Iran : comment le gou­ver­nement israélien condi­tionne l’opinion inter­na­tionale à la guerre

Alain Gresh, vendredi 13 avril 2012

Le 14 avril se tiendra à Istanbul un nouveau cycle de négo­cia­tions entre l’Iran et le groupe 5+1, composé des Etats-​​Unis, de la France, de la Russie, de la Chine, du Royaume-​​Uni et de l’Allemagne. Les pour­parlers por­teront sur le nucléaire, Téhéran réaf­firmant son droit à l’enrichissement de l’uranium, ses inter­lo­cu­teurs pré­tendant qu’il cherche en réalité à acquérir l’arme nucléaire. Un feuilleton sans fin.

Cette réunion s’accompagnera des habi­tuelles confi­dences de res­pon­sables non iden­tifiés, amé­ri­cains, euro­péens ou israé­liens ; de mises en garde sur le fait que l’Iran est à la veille d’acquérir la bombe, une contre-​​vérité répétée depuis… 1991, sans que cela semble gêner qui que ce soit.

Car, il faut bien le dire, on a assisté à une habile cam­pagne des­tinée à faire du nucléaire iranien LA grande question de la poli­tique inter­na­tionale, celle qui mena­cerait non seulement la paix dans la région, mais la paix dans le monde.

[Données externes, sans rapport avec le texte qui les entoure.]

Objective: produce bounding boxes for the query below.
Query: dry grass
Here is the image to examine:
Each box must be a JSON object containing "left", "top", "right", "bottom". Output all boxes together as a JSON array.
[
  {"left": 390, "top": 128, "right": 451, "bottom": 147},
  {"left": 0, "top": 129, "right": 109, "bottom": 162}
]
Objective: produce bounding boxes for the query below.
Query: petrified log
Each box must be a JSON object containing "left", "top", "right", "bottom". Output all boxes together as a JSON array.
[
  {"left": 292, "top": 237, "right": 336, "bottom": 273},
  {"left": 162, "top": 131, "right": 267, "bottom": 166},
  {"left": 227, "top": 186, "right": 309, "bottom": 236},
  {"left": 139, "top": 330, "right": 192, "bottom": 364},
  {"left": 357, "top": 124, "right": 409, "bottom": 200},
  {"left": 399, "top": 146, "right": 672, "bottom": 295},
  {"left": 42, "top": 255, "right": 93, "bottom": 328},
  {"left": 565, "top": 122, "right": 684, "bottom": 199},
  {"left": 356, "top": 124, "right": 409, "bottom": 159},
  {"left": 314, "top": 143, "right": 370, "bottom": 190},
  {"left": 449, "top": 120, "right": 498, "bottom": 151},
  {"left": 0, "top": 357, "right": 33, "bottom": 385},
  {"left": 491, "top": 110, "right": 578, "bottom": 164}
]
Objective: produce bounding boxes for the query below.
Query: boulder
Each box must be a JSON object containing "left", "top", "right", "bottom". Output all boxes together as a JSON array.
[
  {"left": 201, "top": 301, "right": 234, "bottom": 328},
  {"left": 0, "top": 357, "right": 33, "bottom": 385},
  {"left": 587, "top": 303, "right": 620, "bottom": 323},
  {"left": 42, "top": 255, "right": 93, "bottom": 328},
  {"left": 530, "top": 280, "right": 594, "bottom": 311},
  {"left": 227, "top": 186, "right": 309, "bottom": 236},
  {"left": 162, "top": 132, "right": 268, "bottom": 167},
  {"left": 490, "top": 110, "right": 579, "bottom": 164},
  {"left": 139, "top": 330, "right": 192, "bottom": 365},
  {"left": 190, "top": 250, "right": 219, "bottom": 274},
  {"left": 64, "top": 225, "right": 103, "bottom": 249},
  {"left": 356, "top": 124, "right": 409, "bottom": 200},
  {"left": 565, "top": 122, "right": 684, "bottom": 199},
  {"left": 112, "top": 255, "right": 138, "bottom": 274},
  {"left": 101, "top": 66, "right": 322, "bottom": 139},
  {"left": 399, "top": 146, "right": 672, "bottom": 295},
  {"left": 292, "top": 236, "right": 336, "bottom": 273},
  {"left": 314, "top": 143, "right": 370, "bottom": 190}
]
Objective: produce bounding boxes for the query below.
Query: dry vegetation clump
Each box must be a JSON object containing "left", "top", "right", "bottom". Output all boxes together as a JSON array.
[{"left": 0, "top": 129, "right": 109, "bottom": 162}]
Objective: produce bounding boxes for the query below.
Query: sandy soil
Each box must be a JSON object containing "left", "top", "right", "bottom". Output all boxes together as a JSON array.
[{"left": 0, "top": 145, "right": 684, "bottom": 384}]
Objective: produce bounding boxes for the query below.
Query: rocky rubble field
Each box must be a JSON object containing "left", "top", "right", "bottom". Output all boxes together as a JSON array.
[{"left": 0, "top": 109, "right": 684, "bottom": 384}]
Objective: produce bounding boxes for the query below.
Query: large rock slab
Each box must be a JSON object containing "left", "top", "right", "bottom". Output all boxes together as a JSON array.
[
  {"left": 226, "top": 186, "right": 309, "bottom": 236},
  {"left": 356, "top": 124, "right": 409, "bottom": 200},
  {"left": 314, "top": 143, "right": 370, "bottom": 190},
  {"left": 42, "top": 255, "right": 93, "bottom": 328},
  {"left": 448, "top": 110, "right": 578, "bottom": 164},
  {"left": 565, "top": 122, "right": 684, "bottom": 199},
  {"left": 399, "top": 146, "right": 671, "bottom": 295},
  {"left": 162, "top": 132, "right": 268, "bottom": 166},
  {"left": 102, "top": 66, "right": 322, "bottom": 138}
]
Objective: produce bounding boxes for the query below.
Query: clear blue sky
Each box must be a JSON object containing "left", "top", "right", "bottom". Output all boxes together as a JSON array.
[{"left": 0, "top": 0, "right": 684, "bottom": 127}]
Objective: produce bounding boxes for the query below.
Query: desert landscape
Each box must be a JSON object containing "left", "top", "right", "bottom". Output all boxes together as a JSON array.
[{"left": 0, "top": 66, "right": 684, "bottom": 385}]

Ainsi, la priorité de la com­mu­nauté inter­na­tionale, dans un monde marqué par une crise éco­no­mique sans pré­cédent, par une pau­vreté crois­sante, par des inéga­lités gran­dis­santes, par le drame pales­tinien, par la guerre amé­ri­caine en Afgha­nistan, par la désta­bi­li­sation du Pakistan nucléaire, etc., serait le nucléaire d’un pays qui, depuis plus d’un siècle, n’a agressé per­sonne, mais a vécu plu­sieurs occu­pa­tions et attaques étrangères.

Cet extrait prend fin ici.